Problems at the Lindbergh Terminal were discharges of jet fuel from the storm sewer into the Minnesota River, failure to properly report and respond to jet fuel releases and failure to prevent leaks.

The agreement also covers improper management of wastes from the fuel pipeline system, and improper discharge of waste jet fuel into the storm and sanitary sewer systems at the Lindbergh Terminal.


Jets lined up at the Minneapolis-St. Paul International Airport (Photo courtesy NRAIR)
In addition to paying the penalty, the Metropolitan Airports Commission will replace parts of the jet fuel pipeline system serving Concourse D and Concourse E at the Lindbergh Terminal, decreasing the risk of additional leaks.

The Metropolitan Airports Commission will monitor the ground water quality at the airport and replace manual valves at the storm water ponds with remotely operated gates.

Aircraft Service International will provide and store additional spill response equipment.

All the parties will clean up areas with identified leaks, including the large aboveground storage tanks located on Post Road and parts of the fuel pipeline system.

In February 2003, state MPCA inspectors, while investigating petroleum fumes in the Bishop Whipple Federal Building, discovered a significant leak from the fuel pipeline system at Concourse A, which released jet fuel to the sanitary sewer.

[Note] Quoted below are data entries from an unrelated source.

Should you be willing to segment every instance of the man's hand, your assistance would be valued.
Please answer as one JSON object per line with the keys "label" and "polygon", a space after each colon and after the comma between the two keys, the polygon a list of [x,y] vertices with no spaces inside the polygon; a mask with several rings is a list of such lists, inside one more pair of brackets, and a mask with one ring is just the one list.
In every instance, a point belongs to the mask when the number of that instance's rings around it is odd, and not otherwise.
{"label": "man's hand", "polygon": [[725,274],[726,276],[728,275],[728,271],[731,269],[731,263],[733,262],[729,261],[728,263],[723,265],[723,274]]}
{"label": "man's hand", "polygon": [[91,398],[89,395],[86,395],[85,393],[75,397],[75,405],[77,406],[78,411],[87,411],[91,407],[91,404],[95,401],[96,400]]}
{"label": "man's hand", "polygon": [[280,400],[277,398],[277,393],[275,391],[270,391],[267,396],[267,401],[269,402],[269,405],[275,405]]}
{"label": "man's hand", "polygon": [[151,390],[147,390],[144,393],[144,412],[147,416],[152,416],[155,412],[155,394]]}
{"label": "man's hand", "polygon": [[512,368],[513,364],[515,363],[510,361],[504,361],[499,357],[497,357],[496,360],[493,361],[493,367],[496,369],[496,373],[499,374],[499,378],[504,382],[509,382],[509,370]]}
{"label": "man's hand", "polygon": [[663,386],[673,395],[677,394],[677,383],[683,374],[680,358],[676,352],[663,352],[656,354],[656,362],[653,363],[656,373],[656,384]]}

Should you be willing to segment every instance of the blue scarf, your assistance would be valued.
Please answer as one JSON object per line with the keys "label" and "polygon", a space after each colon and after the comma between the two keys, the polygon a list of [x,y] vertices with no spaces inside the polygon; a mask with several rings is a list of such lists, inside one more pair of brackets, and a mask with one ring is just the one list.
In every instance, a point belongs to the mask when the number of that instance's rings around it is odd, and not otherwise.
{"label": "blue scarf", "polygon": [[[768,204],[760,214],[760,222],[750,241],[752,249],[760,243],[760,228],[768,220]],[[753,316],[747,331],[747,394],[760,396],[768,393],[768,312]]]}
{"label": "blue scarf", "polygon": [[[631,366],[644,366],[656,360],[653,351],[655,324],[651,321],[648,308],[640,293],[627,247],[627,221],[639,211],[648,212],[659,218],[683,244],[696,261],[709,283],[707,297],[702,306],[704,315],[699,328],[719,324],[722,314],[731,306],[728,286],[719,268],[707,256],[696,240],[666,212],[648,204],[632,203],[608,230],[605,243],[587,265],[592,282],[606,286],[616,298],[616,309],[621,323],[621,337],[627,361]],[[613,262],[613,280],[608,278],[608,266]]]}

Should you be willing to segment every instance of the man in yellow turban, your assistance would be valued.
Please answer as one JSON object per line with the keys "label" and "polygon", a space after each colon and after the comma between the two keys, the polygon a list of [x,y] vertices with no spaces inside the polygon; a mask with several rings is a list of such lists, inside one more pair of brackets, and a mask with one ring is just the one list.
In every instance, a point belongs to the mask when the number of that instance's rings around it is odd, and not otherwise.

During the investigation, a second leak was found at Concourse D, which the MPCA determined was entering the stormwater system and producing oily sheens in the Minnesota River.

Based on its investigation, the MPCA concluded that the leaks went undetected at the airport until the MPCA's February 2003 inspection because the parties were not in compliance with monitoring requirements established under the airport's permit governing the underground piping system.

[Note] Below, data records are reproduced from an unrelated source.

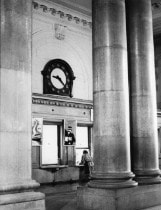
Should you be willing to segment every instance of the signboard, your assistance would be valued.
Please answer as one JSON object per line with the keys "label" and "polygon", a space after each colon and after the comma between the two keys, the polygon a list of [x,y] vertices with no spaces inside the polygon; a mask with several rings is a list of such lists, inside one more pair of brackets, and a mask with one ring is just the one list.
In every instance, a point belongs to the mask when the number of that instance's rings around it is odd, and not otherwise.
{"label": "signboard", "polygon": [[43,118],[32,118],[32,140],[41,142]]}
{"label": "signboard", "polygon": [[64,146],[75,146],[76,144],[76,120],[64,121]]}

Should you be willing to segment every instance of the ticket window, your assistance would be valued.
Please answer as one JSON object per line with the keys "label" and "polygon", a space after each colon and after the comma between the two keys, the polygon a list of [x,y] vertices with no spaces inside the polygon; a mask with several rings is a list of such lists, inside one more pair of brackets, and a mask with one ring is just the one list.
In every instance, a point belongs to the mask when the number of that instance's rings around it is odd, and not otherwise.
{"label": "ticket window", "polygon": [[52,122],[43,123],[41,165],[58,165],[60,162],[61,126]]}
{"label": "ticket window", "polygon": [[79,165],[83,150],[87,150],[91,154],[92,128],[90,126],[77,126],[76,129],[76,165]]}

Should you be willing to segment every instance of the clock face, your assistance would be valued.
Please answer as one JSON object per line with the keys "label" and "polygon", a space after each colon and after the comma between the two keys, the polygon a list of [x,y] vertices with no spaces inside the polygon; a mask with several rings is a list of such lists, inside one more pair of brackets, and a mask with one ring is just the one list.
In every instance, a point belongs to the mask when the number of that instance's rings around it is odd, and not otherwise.
{"label": "clock face", "polygon": [[64,71],[59,68],[53,69],[50,75],[50,80],[53,86],[57,89],[62,89],[66,85],[66,75]]}
{"label": "clock face", "polygon": [[42,71],[44,93],[72,97],[73,80],[71,67],[63,60],[50,61]]}

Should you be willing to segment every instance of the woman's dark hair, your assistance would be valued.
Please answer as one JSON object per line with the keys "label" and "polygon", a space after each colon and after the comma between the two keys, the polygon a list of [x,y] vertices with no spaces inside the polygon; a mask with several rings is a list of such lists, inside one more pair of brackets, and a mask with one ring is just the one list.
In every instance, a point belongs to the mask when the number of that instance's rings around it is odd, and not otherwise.
{"label": "woman's dark hair", "polygon": [[88,154],[88,151],[87,150],[83,150],[83,154]]}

Jet fuel mousse on Minnesota River shown past a yellow oil spill containment boom installed by a MAC contractor. March 7, 2003 (Photo courtesy MPCA)
About the same times as state investigators were looking into the source of airport fuel releases, a citizen complained, writing, “I’ve been paddling below the airport on the Minnesota River for 30 years – in all months of the year. But yesterday, 3/1/03, the jet fuel (?) being discharged into the river was the worst I can remember. It was coming from the newly finished water treatment/runoff tunnels into the river. The smell was incredible and the gas slick extended to the canoe landing opposite the Ft. Snelling State Park gate house.”

After document review, the MPCA determined that there were additional unreported spills and illegal discharges of waste fuel/water mixtures into the sanitary and stormwater systems, as well as a failure to properly respond to these spills and discharges at the Minneapolis-St. Paul International Airport.

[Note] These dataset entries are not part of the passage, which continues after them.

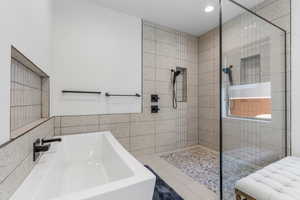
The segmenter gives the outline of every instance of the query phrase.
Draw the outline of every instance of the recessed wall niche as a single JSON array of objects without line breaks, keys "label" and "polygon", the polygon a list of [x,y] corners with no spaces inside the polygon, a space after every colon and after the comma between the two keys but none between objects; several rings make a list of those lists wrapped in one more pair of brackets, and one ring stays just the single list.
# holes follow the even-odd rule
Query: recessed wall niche
[{"label": "recessed wall niche", "polygon": [[16,48],[11,48],[10,138],[49,118],[49,76]]}]

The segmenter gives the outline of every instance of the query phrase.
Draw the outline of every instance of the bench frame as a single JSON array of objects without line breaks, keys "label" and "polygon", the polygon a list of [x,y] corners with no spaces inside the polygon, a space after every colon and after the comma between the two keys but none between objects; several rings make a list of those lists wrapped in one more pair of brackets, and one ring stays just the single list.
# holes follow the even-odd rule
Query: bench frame
[{"label": "bench frame", "polygon": [[236,200],[256,200],[253,197],[239,191],[238,189],[235,189],[235,197]]}]

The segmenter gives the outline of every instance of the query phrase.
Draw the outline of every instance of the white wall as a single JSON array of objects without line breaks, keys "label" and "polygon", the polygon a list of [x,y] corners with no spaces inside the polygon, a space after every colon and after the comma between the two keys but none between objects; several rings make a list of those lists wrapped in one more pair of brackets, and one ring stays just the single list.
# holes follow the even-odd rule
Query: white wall
[{"label": "white wall", "polygon": [[52,114],[140,112],[141,98],[61,91],[141,94],[141,20],[94,0],[53,2]]},{"label": "white wall", "polygon": [[300,1],[292,0],[292,152],[300,156]]},{"label": "white wall", "polygon": [[10,53],[15,46],[50,72],[51,0],[1,0],[0,6],[0,144],[9,140]]}]

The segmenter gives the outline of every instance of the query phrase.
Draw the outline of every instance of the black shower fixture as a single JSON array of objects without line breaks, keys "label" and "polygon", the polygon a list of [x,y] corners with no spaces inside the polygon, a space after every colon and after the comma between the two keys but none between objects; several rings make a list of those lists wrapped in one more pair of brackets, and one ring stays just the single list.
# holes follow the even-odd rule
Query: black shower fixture
[{"label": "black shower fixture", "polygon": [[172,77],[173,85],[175,85],[175,83],[176,83],[176,78],[177,78],[177,76],[180,75],[181,71],[180,71],[180,70],[174,70],[174,69],[171,69],[171,72],[172,72],[172,74],[173,74],[173,77]]},{"label": "black shower fixture", "polygon": [[230,65],[229,67],[223,68],[222,71],[228,75],[229,84],[233,85],[233,79],[232,79],[232,68],[233,65]]},{"label": "black shower fixture", "polygon": [[172,105],[173,108],[176,109],[177,108],[177,99],[176,99],[176,79],[177,77],[181,74],[181,70],[174,70],[171,69],[171,82],[172,82]]},{"label": "black shower fixture", "polygon": [[151,102],[157,103],[159,100],[158,94],[151,94]]}]

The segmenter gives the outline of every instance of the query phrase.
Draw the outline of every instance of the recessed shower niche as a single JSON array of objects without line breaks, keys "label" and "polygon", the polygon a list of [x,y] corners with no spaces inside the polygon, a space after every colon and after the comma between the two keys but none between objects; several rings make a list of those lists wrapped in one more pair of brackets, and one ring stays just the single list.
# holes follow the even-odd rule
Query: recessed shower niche
[{"label": "recessed shower niche", "polygon": [[49,118],[49,76],[20,51],[11,50],[10,138]]}]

The Metropolitan Airports Commission notified the state agency about additional violations at the Humphrey Terminal that occurred between August 2001 and October 2003 including the improper discharge of waste from the fuel pipeline system.

In November 2004, the Metropolitan Airports Commission entered into a stipulation agreement with the Minnesota Pollution Control Agency that resolved violations related to deicing chemicals and water contaminated with petroleum draining off the airport's property and into the Minnesota River, Snelling Lake and Mother Lake.

MAC paid a $34,538 penalty and was required to partially fund an environmental study of the Lower Minnesota River at a cost of $34,538.